In order to make the draw object show up in the proper spot on all three of the smaller time frame charts, you need to make sure that they have a sufficient number of bars in the data series, otherwise it won't plot properly. So for example, if you wanted to make sure that every line you drew on the 15 minute chart showed up in the correct spot on the 1 minute and the 3 minute, you would have to set the lookback period to 1440 bars on the 1 minute and 480 bars on the 3 minute, since that would be a full day's worth of data and the 15 minute is showing that much in its visible area. Even if the 3 and the 1 minute are only showing the past few hours of data, you still need that many bars in the series so the plot shows up correctly. So far, so good.
The problem arises with the 240 minute chart. Even though that chart has "Global draw objects" set to false, when you draw a line on it, it still tries to show up on the lower time frame charts. This is a problem because those charts are only looking over 1 day worth of data, whereas the 240 minute chart is looking back over 15 days. If you don't want to have lines showing up on the 15/3/1 minute charts in the wrong spot whenever you draw a line on the 240 minute chart, you therefore basically only have two options:
1. You can set the lookback period on the smaller time-frame charts to reach back over 15 days. This would draw the longer-term trendlines correctly from the 240 minute chart... but it consumes more computing resources, and is a waste of CPU cycles.
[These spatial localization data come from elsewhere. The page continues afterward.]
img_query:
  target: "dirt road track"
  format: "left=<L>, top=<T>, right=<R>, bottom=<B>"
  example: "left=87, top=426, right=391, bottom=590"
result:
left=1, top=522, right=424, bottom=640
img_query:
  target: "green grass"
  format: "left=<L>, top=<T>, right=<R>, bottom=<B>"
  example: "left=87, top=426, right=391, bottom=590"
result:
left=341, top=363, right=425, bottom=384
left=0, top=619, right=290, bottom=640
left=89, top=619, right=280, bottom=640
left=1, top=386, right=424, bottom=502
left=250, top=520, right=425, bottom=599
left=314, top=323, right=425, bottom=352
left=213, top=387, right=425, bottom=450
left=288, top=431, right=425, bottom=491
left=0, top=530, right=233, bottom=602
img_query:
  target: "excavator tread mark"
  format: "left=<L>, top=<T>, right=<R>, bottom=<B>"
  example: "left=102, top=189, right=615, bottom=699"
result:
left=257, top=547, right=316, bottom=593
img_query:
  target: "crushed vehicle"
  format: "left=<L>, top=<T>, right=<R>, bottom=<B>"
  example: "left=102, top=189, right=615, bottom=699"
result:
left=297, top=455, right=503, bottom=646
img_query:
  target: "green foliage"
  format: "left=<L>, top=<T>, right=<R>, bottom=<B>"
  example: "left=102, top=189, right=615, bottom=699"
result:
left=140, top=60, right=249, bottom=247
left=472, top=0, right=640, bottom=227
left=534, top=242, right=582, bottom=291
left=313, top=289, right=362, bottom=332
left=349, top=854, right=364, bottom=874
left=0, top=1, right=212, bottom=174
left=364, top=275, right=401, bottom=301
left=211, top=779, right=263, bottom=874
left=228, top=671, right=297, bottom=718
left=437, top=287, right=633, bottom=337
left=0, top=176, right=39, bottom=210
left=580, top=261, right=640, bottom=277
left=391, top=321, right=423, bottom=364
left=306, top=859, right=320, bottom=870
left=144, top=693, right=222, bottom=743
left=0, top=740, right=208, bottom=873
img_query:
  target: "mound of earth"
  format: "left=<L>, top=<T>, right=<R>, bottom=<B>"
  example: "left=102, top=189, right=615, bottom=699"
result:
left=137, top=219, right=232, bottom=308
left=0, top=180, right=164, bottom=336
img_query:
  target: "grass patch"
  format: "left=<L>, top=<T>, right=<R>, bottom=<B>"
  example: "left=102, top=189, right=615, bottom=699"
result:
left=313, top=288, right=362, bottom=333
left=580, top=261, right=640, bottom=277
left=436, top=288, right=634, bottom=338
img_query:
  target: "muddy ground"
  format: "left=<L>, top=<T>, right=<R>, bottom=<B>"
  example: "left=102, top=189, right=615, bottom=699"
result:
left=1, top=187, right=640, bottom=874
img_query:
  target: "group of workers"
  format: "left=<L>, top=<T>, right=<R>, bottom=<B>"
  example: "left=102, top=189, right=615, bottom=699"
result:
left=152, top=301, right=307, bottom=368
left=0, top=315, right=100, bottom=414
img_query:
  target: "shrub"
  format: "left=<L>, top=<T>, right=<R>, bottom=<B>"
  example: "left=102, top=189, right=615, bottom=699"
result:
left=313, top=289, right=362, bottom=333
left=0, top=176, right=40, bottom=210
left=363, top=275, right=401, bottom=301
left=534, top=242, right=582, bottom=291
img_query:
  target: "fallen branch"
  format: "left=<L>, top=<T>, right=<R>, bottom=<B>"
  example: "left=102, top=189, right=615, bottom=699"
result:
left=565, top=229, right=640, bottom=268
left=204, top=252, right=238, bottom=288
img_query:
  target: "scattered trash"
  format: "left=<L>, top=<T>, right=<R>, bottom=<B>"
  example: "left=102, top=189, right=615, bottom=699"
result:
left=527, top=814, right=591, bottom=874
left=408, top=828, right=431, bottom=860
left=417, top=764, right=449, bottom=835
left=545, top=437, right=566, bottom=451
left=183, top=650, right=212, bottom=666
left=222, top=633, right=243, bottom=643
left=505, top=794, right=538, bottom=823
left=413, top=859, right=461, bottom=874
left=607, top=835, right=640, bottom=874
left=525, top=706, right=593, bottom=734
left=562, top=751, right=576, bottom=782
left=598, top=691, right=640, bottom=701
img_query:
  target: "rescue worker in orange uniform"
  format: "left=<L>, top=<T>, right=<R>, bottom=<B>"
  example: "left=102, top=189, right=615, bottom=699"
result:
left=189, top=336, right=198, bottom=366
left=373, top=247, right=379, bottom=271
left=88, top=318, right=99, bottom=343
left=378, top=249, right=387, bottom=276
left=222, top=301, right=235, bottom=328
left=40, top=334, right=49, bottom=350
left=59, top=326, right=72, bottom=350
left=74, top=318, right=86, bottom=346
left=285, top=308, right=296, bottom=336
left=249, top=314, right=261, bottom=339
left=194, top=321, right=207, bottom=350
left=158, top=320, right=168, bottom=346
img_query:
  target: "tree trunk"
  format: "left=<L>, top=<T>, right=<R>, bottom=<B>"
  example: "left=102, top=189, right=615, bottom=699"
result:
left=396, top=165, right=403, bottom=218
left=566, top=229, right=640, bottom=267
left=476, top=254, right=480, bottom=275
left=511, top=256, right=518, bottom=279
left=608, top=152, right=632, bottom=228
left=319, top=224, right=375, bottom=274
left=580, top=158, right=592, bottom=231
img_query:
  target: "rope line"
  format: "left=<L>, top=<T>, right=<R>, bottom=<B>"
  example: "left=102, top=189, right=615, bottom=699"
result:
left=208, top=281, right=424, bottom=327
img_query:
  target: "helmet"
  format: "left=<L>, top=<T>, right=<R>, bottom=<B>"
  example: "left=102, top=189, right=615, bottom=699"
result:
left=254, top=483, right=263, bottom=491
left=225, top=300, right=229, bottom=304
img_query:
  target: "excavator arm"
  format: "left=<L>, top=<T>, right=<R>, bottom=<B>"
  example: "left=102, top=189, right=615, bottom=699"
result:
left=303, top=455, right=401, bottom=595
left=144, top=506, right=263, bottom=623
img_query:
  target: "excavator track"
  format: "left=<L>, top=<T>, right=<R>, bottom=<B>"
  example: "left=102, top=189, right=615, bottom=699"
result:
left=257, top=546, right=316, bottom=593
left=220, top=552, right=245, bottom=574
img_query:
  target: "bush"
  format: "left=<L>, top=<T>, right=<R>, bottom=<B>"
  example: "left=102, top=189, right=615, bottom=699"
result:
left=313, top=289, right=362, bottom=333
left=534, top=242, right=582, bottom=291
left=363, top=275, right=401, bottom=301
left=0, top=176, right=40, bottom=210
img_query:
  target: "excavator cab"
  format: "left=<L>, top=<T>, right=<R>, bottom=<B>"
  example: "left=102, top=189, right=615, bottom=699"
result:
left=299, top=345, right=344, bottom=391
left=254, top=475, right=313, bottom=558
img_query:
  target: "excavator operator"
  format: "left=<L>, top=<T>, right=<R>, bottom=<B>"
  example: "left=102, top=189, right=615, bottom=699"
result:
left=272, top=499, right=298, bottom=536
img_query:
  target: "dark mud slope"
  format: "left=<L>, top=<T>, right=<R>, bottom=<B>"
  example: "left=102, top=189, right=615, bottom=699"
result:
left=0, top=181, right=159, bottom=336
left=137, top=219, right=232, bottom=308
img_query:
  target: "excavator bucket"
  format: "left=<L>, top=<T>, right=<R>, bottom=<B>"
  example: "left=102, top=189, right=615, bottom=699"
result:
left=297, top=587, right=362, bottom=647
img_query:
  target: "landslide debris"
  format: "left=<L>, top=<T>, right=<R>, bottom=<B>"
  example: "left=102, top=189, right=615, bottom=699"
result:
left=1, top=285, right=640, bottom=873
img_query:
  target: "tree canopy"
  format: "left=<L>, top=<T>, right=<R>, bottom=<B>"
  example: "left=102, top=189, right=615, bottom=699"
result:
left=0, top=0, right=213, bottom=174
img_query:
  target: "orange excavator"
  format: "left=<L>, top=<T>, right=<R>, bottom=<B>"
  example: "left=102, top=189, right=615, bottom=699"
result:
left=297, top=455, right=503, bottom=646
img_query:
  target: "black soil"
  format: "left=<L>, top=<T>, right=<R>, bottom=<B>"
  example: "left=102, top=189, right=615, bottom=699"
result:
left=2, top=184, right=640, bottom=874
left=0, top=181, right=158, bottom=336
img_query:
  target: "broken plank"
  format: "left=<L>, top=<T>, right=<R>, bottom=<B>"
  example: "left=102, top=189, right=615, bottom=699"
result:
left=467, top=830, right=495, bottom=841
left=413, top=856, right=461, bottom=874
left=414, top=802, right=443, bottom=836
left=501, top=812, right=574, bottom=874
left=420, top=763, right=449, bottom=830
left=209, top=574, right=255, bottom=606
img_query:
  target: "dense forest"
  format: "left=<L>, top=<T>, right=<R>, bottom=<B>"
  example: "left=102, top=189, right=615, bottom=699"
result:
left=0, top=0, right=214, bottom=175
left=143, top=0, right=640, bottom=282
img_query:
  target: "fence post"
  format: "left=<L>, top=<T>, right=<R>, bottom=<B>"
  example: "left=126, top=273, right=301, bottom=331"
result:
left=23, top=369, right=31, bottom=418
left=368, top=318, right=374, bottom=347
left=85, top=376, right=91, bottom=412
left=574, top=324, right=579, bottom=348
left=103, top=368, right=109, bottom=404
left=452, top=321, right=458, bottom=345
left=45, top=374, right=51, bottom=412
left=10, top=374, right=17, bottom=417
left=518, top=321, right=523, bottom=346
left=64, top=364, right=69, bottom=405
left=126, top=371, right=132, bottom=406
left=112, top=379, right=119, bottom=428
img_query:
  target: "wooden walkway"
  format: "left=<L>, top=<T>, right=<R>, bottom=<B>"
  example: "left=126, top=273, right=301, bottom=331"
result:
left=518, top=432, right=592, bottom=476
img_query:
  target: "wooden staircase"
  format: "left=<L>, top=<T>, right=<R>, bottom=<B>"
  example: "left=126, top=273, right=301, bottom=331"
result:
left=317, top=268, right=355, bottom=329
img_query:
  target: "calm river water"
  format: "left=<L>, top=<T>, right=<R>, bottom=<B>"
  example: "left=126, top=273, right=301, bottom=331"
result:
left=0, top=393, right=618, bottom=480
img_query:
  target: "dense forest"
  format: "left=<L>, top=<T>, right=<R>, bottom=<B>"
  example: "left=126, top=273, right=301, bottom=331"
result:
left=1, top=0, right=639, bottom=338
It makes everything slower unnecessarily.
2. You could turn the global draw objects settings off on the smaller time frame charts and make every chart plot objects individually. This would also solve the problem, but unfortunately you now can't get a global drawing object to appear on the 15/3/1 minute charts, which is what you really wanted in the first place.
The solution is to change how the Global Draw settings works. When a chart has this setting to False, you should make sure that anything that is drawn ONLY shows up on that chart, and not any others. That way you could still have the 3 smaller time frame charts operate as a global group, and also draw longer-term lines on the 240 minute chart, without having those lines show up in the wrong spot on the smaller charts. There are other solutions you could think of, this is just an easy one that occurred to me. Any thoughts?